Voce su Elvira Bruno
La mattina del 17 aprile 2019 Moncef Naili, tunisino di 52 anni residente a Palermo, aveva telefonato alla Polizia dalla sua abitazione riferendo di aver ucciso la moglie.

Vista sulla stazione ferroviaria di Palermo, a pochi passi dall'abitazione dove è stata uccisa Elvira Bruno (di LinkSicilia, licenza CC BY 2.0)
Gli agenti della squadra mobile si recarono nell'appartamento dell'uomo, a pochi passi dalla stazione ferroviaria Notarbartolo, dove trovarono il corpo senza vita di Elvira Bruno, 53 anni. La vittima era sposata con Naili dal 2006, dopo essere uscita da una precedente relazione dalla quale erano nate due figlie. La donna aveva intenzione di chiudere anche quel matrimonio e, circa un mese prima, aveva iniziato le pratiche legali per ottenere il divorzio. Una decisione che però il cinquantaduenne non riusciva ad accettare.[1][2]
Interrogato dagli inquirenti, il tunisino confessò di aver ucciso la coniuge nelle prime ore del mattino al culmine di una violenta lite. La signora Bruno aveva un impiego come badante ed era rientrata a casa dal lavoro intorno alle ore 7.00, ma successivamente avrebbe avuto una discussione con il marito. L'uomo le strinse le mani intorno al collo e la soffocò fino al sopraggiungere della morte. Resosi conto della gravità della situazione, aveva cercato di rianimarla, ma non ci fu nulla da fare. Avendo compreso che ormai era deceduta, coprì la salma con un telo. Sarebbero trascorse poi diverse ore prima che il tunisino si decidesse a segnalare l'accaduto e costituirsi agli agenti accorsi nell'abitazione.[1]
Due giorni dopo, Naili aveva ribadito la stessa versione dei fatti davanti al giudice per le indagini preliminari. Nei suoi confronti fu confermato l'arresto e la custodia cautelare in carcere.[3] Secondo le ricostruzioni degli inquirenti, oltre a non accettare la separazione, il cinquantaduenne aveva anche problemi economici che si sarebbero sommati al miscuglio di frustrazione e rabbia che aveva scaturito l'aggressione mortale.[4]
D'altro canto, l'uomo raccontò che quella drammatica mattina del 19 aprile, poco prima del delitto, la donna lo provocò, graffiandolo, dopo aver rifiutato la richiesta del coniuge di avere un rapporto sessuale. Una situazione che lo spinse ad aggredire mortalmente la vittima. Tale versione, però, non fu pienamente supportata dalla Procura, che si oppose al riconoscimento dell'attenuante della provocazione, contestando formalmente l'aggravante dei futili motivi.[5]

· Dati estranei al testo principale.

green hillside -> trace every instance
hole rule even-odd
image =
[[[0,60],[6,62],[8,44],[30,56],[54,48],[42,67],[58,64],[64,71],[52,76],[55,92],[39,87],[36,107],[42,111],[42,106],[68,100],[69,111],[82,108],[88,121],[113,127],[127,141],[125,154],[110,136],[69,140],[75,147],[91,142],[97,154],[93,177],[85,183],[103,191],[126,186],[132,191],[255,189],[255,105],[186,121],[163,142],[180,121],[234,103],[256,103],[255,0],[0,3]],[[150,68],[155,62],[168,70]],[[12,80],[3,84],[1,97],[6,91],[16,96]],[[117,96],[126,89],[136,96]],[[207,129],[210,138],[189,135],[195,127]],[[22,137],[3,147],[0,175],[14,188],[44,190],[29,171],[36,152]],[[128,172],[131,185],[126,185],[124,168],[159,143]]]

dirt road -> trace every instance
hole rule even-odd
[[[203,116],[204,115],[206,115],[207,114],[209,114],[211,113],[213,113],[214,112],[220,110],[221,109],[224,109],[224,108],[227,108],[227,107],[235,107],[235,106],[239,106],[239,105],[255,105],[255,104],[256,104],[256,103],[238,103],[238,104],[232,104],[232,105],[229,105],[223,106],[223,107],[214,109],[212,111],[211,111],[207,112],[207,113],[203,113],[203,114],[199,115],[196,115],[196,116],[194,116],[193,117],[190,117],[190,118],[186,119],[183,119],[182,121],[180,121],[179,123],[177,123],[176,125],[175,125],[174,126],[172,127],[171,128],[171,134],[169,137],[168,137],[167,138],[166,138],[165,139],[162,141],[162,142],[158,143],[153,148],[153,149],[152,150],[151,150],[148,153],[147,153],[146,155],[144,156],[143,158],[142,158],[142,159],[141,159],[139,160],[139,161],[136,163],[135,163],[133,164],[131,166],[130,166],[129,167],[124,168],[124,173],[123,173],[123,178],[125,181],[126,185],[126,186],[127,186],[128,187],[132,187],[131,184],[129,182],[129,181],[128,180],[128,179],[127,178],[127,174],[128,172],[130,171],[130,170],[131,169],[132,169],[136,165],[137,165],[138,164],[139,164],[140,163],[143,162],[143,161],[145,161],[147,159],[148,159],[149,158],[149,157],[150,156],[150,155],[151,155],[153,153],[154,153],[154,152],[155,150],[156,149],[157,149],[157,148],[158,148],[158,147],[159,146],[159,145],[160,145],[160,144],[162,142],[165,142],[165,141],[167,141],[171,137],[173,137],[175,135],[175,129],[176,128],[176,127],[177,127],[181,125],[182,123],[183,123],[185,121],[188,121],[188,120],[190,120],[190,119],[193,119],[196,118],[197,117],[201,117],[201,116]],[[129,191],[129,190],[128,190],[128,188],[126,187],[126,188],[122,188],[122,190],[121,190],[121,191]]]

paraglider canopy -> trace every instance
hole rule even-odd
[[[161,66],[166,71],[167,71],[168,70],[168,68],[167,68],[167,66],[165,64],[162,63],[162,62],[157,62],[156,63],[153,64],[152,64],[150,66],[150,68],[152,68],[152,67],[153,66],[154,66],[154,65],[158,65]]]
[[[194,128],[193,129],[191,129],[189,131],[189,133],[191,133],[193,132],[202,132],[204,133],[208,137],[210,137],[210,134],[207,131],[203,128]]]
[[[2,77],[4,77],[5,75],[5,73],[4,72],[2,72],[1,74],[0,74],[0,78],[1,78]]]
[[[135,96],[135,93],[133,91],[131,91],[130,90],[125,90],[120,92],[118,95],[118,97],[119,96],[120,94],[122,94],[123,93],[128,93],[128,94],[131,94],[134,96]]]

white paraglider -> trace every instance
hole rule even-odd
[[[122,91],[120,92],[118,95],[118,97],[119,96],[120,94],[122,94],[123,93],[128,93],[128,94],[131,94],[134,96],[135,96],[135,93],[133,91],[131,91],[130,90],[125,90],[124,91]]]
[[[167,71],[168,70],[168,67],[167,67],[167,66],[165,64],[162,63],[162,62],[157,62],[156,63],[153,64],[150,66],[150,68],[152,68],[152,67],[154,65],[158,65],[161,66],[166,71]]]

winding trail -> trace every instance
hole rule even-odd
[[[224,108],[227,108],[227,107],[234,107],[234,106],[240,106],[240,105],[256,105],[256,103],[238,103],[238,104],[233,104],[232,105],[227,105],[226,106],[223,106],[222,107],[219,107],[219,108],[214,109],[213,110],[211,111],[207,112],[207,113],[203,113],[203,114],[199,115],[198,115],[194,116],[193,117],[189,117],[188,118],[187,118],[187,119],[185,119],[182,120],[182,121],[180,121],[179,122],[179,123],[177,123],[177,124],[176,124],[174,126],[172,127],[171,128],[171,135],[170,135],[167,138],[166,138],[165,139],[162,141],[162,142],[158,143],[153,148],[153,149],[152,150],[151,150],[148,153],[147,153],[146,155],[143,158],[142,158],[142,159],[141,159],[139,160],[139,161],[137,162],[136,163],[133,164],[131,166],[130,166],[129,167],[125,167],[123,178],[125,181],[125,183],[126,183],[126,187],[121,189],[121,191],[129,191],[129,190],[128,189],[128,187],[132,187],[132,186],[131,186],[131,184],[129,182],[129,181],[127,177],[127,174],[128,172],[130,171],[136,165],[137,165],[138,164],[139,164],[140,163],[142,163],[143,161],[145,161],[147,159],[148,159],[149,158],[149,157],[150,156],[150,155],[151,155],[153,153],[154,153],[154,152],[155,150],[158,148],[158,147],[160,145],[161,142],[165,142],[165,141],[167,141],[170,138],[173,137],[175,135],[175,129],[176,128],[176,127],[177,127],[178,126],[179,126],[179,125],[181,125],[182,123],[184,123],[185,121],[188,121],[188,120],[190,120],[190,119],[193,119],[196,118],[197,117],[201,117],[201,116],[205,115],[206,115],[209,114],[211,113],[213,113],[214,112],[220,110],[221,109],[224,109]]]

Nel successivo mese di novembre, Naili fu rinviato a giudizio in rito abbreviato con l'accusa di omicidio volontario.[2][6] Nel febbraio del 2020 la Corte d'Assise di Palermo accolse parzialmente la richiesta della Procura, condannando l'imputato a 30 anni di reclusione, ma senza riconoscere l'aggravante dei futili motivi.[4] Nel gennaio del 2021 la Corte d'Appello aveva confermato la sentenza di primo grado,[5][7] resa poi definitiva nell'aprile del 2022 dalla Corte di Cassazione.[8]